Even more discouraging, three large sections — nearly a fifth — of the Beltline’s proposed path will be close to impossible to use for passenger travel. That’s because rail companies CSX and Norfolk Southern use and own the tracks, which carry up to 15 freight trains a day, according to officials with those companies. Other sections of the proposed Beltline route are owned by the state Department of Transportation, which doesn’t see eye to eye with the Beltline’s planners on how the project should end up.
Still, the project isn’t exactly dead. It simply will have to evolve, a lot, if it’s to survive.
On May 12, Mayor Shirley Franklin announced the formation of a steering committee to guide the Beltline through the quagmire of transportation planning’s bureaucracy to completion.
But the person who grew the Beltline concept from a Georgia Tech student’s thesis into a bona fide transit proposal, former Atlanta City Council President Cathy Woolard, has left the council for a brutal, and unpredictable, race for U.S. Congress.
If not for Woolard, the Beltline would have been stuck on the pages of a college dissertation. But to move forward, the Beltline can no longer depend on Woolard — and it doesn’t have to, according to some.
“Cathy Woolard’s presence is not going to make a difference,” says the ARC’s top planner, Tom Weyandt, who’s recommending that the state begin buying right of way for the Beltline’s new path. “I think our recommendation is pretty clear that it’s a valuable line, that it performs well compared to other potential transit lines in this region.”
Meanwhile, engineers working on the Beltline’s feasibility study are coming up with alternative routes that could fundamentally change the shape of the line and, better yet, bypass the tracks that rail companies lord over.
“We’re still looking at the Beltline as it was originally conceived and will at least sit down with the rail lines,” says Grady Smith, senior transportation manager for URS Corp., the consulting firm hired by MARTA for $2.5 million to study and fine-tune the Beltline concept. “But we’re thinking there are better connections to activity centers and the MARTA system as a whole, and we’re thinking about getting around the inner core, similar to places like Portland. In fact, we’re thinking it could be leveraged into even more.”
The most striking change Smith and his team are looking into involves laying light rail tracks into Marietta Boulevard and Northside Drive, a route that would swing by the new aquarium, the proposed World of Coca-Cola mixed-use development, the Georgia Tech campus and the Georgia Dome.

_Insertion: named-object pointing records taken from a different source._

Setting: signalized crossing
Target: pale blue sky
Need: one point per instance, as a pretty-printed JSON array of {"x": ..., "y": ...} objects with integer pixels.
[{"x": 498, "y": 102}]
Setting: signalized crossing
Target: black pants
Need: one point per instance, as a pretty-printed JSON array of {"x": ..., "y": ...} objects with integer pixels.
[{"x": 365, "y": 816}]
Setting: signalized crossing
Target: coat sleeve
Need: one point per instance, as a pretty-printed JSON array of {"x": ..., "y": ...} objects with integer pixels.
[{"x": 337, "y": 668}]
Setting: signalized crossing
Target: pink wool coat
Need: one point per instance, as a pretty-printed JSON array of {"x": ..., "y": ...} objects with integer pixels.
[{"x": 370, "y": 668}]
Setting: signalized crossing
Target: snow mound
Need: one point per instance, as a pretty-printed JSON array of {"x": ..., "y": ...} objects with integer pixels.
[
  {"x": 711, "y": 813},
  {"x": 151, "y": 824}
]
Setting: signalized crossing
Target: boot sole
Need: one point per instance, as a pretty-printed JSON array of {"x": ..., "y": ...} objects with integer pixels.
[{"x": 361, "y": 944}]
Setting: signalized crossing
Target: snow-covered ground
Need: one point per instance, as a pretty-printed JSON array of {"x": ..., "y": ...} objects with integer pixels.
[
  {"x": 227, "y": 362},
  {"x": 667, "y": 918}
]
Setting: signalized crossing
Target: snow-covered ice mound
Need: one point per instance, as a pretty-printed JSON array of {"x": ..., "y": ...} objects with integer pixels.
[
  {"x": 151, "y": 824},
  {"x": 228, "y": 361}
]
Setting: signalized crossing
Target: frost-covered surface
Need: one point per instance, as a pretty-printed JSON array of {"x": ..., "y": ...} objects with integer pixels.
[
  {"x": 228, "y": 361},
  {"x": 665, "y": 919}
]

It would also pass the flurry of new development going up on the west and northwest side of downtown.
To skip around CSX’s freight yard across Boulevard near the Fulton Cotton Mill Lofts, the new and improved Beltline route may even travel down Moreland Avenue — from the Carter Center, through Little Five Points and past the Sembler development now under construction on the old Atlanta Gas Light property — before it turns west to intersect with the Inman Park/Reynoldstown MARTA station.
“As we move forward, we’re developing alternatives, and looking at ways to get around the constraints,” Smith says. “We’re not saying that just because there are many constraints we’re giving up.”